Vorschau zur 9. Runde im Teambewerb

Mit FK Austria und SK Sturm treffen die besten Teams der heurigen eBundesliga-Saison aufeinander. Dahinter wird der Kampf um die Meistergruppe immer enger.

FK Austria Wien – SK Puntigamer Sturm Graz 

Runde 9 bringt das hochklassigste Duell der laufenden eBundesliga-Saison. Denn der Erste FK Austria Wien tritt gegen den Zweiten Puntigamer Sturm Graz an. In der Tabelle haben beide Teams bis jetzt 57 Punkte gesammelt und erst 32 Gegentore erhalten. Die Violetten liegen nur wegen der besseren Tordifferenz voran, denn sie haben bis jetzt die meisten Tore aller Teams erzielt (81) und Sturm die zweitmeisten (73). Im direkten Duell der beiden Torfabriken trifft auch der Einzel-Meister der letzten Saison Marcel Holy auf den bisherigen Spieler des Turniers Ajdin Islamovic (8 Siege in 8 Spielen). Ein Thriller ist garantiert!

TSV Prolactal Hartberg SK Rapid Wien

Letzte Saison konnten die Hartberger das Match gegen Rapid überraschend offen gestalten, dank Siegen von Adam Mahmoud und Rene Nussbaumer. Heuer hat Mahmoud allerdings erst eine Partie und Nussbaumer noch gar keine gewonnen. Auch sind die vorletzten Hartberger heuer mit 76 Gegentreffer das devensivschwächste Team der eBundesliga. Rapid will gegen den Vorletzten unbedingt das Maximum von 9 Punkten einstreifen. So könnte man in der Tabelle Red Bull Salzburg Tabellenrang 4 abspenstig machen.

LASK – SV Guntamatic Ried  

Im Oberösterreich-Derby will der LASK wie schon gegen den Letzten SCR Altach und den Vorletzten TSV Hartberg auch gegen den Drittletzten in der Tabelle (SV Ried) die vollen neun Punkte abknöpfen. Doch die Innviertler haben bereits gegen viele Favoriten Punkte ergattert, zuletzt in Runde 8 überraschend zwei gegen den WAC. Doch für die Linzer wäre der dritte Neunpunkter in Folge Gold Wert. Damit könnte man endlich unter die besten Sechs und auf einen Meistergruppen-Platz vordringen.

WSG Swarovski Tirol RZ Pellets WAC 

Damit WSG Swarovski Tirol im Rennen um die Finalqualifikation bleibt, braucht es ebenfalls neun Punkte. Das wird gegen den RZ Pellets WAC aber ganz schwer. Denn der Tabellendritte aus Kärnten konnte heuer schon 22 Punkte mehr erobern als der Tabellenneunte aus Tirol. Letztes Jahr gelang es der WSG noch 3 von 5 Partien gegen den WAC zu gewinnen. Da spielte allerdings auch noch ein gewisser Ajdin Islamovic für die Wattener.
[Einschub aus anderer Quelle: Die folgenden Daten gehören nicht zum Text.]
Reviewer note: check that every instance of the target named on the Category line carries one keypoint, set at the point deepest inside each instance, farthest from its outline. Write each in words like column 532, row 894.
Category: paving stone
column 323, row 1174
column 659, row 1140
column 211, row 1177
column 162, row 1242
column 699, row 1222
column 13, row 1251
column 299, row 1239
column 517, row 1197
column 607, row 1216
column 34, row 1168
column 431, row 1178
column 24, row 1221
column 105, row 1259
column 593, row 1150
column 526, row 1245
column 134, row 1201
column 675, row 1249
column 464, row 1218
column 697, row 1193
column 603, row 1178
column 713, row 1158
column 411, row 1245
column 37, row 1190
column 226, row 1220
Der zeigt heuer aber seine große Klasse im Team des SK Sturm.

CASHPOINT SCR Altach – spusu SKN St. Pölten 

Neunter gegen Zwölfter. Das könnte auf den ersten Blick ein knappes Match werden. Doch die Altacher haben im Vorjahr von fünf Spielen nur eines gegen die St. Pöltner gewonnen. Außerdem sind die Vorarlberger aktuell Tabellenletzter, haben in 24 Spielen erst vier Punkte geholt und als einziges aller 12 eBundesliga-Teams noch keine einzige Partie gewonnen. Holen die Niederösterreicher neun Punkte könnten sie WSG Tirol von Platz 8 verdrängen.

FC Flyeralarm Admira FC Red Bull Salzburg

Der FC Red Bull Salzburg, letzte Saison noch souverän Meister, befindet sich in einer Formkrise. Die Admira hingegen will nach den neun Punkten gegen Hartberg auch gegen den Titelverteidiger glänzen. Gelingt das, wird der Kampf um die ersten sechs Plätzen endgültig zum Krimi. Denn dann sind auch die aktuell noch vierten Salzburger gefährdet ihren Finalplatz noch zu verlieren. Dann würden am Ende noch vier Teams (SCR, RBS, ADM, ASK) um drei Meistergruppen-Plätze rittern.